Tuesday was great. I planned to ride out to Snoqualmie Falls, a huge waterfall in more rural Seattle. Snoqualmie Falls is only about 30 miles from Seattle so I wanted to go a bit further into the east part of the state to see what was up there. I decided to take Interstate 90 east to make some time rather than cut through town to US-2. Very soon after leaving downtown Seattle, the road does get nice and curvy (for the freeway). I-90 is the longest freeway in the system stretching over three thousand miles from Seattle to Logan Airport in Boston, MA. I planned to travel 50 of them :). Growing up on the east coast you know there is always going to be a town every so often, so you don’t sweat too much about gas until the low fuel light comes on.

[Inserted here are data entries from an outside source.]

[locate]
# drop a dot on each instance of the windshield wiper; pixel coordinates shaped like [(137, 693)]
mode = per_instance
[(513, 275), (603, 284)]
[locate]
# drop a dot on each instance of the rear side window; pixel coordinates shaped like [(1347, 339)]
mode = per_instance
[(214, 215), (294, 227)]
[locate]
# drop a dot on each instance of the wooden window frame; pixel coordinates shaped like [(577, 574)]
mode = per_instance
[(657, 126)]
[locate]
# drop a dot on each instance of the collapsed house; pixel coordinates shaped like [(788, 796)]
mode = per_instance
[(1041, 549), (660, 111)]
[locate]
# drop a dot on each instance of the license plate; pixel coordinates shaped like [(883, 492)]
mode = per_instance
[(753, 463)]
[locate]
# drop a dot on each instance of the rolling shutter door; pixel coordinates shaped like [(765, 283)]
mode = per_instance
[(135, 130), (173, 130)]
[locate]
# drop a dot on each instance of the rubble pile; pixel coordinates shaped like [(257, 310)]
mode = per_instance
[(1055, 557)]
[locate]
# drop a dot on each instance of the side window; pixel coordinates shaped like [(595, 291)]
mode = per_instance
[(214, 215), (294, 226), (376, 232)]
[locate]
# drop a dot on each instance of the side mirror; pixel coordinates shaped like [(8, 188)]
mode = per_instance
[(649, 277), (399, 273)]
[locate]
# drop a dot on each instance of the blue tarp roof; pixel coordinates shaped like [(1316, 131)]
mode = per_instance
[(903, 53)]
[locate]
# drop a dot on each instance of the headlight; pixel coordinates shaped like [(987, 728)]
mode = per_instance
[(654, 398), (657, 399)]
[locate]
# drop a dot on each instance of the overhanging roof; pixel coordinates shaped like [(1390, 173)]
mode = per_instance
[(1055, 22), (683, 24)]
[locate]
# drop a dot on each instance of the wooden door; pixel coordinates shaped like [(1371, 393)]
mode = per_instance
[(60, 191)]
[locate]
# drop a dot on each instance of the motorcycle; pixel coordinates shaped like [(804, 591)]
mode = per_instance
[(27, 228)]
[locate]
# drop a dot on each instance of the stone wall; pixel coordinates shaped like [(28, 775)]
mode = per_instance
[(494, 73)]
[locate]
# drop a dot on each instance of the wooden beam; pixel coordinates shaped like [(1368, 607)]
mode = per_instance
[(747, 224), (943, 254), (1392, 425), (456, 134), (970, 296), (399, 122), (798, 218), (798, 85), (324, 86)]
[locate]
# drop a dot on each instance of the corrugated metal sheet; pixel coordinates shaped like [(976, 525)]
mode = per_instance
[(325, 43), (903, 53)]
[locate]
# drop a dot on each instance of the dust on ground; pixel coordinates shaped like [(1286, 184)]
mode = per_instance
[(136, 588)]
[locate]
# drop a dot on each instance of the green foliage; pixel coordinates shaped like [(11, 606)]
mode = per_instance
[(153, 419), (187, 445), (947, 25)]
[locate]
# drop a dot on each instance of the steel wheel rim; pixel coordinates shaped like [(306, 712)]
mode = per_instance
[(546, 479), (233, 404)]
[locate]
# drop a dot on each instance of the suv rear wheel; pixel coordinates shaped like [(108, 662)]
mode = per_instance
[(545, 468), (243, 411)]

As I start to head up the pass, my low fuel light comes on. All of the exits change from being town exits to “national forest recreation” exits, ie, there is nothing there. It’s 20 miles to the top of the pass and 45 miles to the next town. The inevitable question of should I keep going or backtrack to a known town. I keep pushing on as I’m betting there is some type of development at the top of the pass (as there is in California). It’s just a great day to be outside. The sky is clear and the temperature is in the mid 60’s. The cool, mountain air is fresh. Spending so many days on the coast, it’s nice to be in the mountains again. I do regret to say that this is the first time the bike has played in the mountains. I’ve not been up in the Sierra Nevada mountains with it.
The Cascades are much steeper it seems than the Sierra Nevada. A lot of me feels at home here. Even as a kid I’ve always enjoyed the mountains. Up at the top of the pass I found a road that winds through the ski resorts. There was no one out… Kind of like a ghost town up there as everything is shut down for the season. I do find a gas station that was open. I fill up and head back down to Seattle.

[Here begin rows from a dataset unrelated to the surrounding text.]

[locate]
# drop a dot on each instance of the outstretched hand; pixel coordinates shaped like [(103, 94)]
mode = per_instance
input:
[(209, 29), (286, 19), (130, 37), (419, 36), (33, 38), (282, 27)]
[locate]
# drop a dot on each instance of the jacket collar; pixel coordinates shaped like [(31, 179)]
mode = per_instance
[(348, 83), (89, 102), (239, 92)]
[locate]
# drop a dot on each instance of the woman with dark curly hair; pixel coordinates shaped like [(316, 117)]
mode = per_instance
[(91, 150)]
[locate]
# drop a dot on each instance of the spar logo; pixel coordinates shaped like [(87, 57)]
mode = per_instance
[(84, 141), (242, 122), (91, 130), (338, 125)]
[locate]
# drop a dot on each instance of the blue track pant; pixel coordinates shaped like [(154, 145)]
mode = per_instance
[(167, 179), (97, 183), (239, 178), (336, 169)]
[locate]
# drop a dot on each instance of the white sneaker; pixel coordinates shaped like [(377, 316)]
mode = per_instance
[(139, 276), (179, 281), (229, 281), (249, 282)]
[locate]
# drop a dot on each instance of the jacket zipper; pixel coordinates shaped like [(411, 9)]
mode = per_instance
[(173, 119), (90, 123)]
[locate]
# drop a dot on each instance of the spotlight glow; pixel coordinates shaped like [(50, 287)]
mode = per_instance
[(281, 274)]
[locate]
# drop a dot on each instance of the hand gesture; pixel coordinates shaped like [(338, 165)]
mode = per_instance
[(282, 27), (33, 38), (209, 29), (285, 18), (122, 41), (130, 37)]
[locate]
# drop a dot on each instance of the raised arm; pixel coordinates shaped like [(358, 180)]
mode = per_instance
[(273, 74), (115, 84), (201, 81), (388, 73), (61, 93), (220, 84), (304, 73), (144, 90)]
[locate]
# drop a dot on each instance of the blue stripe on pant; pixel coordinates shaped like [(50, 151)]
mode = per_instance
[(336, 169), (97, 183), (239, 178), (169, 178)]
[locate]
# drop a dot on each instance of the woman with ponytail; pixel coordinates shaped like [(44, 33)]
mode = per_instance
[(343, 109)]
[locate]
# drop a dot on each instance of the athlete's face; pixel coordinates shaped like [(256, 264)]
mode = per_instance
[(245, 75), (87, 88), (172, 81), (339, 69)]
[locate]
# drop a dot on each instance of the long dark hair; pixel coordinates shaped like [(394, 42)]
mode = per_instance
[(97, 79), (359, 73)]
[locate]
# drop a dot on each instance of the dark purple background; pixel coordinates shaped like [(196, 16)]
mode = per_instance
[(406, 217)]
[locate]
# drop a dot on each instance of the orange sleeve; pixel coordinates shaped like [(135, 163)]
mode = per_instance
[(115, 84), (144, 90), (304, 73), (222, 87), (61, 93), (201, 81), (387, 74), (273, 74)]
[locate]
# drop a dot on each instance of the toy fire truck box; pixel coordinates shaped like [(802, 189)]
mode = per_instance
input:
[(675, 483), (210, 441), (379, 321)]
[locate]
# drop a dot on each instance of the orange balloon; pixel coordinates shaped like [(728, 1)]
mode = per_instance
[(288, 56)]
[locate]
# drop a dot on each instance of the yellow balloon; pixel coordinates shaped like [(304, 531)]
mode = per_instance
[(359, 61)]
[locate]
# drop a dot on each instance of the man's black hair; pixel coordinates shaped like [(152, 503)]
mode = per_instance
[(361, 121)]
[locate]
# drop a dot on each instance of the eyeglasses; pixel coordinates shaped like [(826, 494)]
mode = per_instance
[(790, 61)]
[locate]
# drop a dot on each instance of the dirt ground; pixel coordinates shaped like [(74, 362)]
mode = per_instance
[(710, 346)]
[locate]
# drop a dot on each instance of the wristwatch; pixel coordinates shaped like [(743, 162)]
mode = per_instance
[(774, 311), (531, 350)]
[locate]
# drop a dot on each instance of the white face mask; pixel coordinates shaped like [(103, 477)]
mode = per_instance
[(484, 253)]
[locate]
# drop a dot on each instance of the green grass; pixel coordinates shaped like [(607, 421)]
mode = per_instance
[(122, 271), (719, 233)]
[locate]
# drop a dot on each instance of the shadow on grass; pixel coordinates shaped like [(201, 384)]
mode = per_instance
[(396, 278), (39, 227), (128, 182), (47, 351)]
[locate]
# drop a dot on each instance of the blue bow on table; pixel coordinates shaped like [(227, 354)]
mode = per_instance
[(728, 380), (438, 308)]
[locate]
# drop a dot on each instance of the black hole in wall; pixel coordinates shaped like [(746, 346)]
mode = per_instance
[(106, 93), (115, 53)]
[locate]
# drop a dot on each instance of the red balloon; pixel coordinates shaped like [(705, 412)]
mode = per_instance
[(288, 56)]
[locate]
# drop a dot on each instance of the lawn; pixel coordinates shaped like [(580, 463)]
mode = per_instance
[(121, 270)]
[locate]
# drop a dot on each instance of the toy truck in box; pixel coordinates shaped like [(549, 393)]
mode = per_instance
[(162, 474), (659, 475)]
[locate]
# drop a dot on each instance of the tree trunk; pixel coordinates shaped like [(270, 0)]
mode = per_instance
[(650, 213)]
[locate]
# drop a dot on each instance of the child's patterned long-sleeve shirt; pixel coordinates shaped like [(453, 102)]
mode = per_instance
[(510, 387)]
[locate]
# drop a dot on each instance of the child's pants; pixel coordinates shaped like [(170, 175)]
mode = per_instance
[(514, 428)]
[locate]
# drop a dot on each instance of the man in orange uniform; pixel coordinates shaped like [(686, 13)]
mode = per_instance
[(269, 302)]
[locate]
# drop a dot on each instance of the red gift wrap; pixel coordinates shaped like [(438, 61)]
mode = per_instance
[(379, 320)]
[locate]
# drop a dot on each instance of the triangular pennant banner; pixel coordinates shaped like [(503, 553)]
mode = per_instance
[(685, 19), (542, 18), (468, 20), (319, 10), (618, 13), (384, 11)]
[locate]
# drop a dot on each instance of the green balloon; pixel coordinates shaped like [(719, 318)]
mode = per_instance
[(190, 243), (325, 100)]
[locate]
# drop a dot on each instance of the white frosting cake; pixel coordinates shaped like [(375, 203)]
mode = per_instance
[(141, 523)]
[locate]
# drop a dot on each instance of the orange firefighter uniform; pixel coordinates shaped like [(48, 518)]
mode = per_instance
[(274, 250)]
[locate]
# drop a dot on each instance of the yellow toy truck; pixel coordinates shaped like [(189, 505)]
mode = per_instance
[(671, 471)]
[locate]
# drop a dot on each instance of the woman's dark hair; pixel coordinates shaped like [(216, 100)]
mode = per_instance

On the way back I decide to take one of these National Forest recreation exits, Tinkham Road. Pavement quickly turns to dirt as the road heads back into the thick of the forest. I ride five or so miles into the woods and find nothing interesting (aside from a few bullet peppered signs), so I head back to the 90 freeway.

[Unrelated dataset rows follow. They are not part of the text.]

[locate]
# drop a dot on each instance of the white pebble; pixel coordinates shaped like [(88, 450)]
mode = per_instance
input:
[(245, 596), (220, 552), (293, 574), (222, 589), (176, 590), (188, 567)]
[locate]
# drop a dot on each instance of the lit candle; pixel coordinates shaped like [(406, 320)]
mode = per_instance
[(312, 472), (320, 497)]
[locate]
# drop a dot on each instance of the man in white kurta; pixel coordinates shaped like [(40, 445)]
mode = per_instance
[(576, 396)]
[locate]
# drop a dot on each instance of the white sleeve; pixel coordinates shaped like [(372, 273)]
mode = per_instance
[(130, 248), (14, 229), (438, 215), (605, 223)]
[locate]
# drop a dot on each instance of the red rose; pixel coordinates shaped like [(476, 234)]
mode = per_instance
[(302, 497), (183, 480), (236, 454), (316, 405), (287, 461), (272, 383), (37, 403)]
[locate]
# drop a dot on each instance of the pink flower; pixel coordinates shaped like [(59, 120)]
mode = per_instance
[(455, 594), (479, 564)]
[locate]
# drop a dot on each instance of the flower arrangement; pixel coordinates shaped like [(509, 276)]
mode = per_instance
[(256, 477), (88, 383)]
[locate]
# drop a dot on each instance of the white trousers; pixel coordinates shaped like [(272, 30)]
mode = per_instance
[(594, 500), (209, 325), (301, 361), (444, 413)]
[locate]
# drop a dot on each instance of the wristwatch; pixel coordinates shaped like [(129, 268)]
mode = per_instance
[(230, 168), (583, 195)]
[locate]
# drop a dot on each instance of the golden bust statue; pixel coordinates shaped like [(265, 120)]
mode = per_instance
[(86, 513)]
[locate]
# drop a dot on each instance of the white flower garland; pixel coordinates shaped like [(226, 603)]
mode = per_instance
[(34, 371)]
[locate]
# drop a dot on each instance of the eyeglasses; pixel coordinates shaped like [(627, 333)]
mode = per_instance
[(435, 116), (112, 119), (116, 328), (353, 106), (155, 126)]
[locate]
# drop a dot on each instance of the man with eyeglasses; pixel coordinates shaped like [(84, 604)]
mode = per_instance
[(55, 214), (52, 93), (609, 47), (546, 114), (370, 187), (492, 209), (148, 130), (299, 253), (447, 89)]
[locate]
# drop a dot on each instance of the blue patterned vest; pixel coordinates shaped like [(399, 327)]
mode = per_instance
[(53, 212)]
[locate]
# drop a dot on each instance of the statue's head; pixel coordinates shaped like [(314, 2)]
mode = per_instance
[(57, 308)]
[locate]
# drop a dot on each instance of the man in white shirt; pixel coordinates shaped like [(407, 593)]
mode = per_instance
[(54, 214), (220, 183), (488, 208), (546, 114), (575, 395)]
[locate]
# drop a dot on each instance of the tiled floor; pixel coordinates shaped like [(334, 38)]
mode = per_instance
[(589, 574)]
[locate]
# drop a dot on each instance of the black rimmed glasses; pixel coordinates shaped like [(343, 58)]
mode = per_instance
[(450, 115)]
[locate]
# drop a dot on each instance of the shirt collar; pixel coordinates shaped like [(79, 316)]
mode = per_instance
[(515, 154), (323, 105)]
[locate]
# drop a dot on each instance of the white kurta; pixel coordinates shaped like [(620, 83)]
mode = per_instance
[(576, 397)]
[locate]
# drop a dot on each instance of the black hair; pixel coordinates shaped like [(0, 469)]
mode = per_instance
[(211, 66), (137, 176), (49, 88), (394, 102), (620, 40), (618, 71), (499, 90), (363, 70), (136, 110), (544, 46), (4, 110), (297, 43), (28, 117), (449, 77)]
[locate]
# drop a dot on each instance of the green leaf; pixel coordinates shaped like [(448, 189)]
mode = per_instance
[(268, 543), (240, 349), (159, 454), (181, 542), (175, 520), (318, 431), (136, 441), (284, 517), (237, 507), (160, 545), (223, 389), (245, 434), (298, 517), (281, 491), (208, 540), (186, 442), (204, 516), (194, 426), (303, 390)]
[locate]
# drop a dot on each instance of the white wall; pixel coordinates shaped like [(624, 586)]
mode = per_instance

I check the tire at the interchange and hit the one thing that every motorcycist hits sooner or later: I picked up a staple in the tire. It’s not a deep cut so I decide to keep riding with it in there. At the bottom of the pass I check the pressure and I’m not losing air.
Snoqualmie Falls was incredible.
Andy proposed to his wife Raissa there and over the years I’ve heard a lot about it. Andy joked, “You want to go there?” Yeah, I want to go there. From the moment I get there you can see it’s couples heaven. Snoqualmie Falls is a hydroelectric plant.
Walking down to the falls you see a whole lot of “watch for rising water” signs. At one point the trail is caged in to keep the humans out of the park rather than the animals away from the humans.
The ride back to Seattle was quite uneventful. Lots of suburbia. Not much traffic (for a first!) so all in all a great day.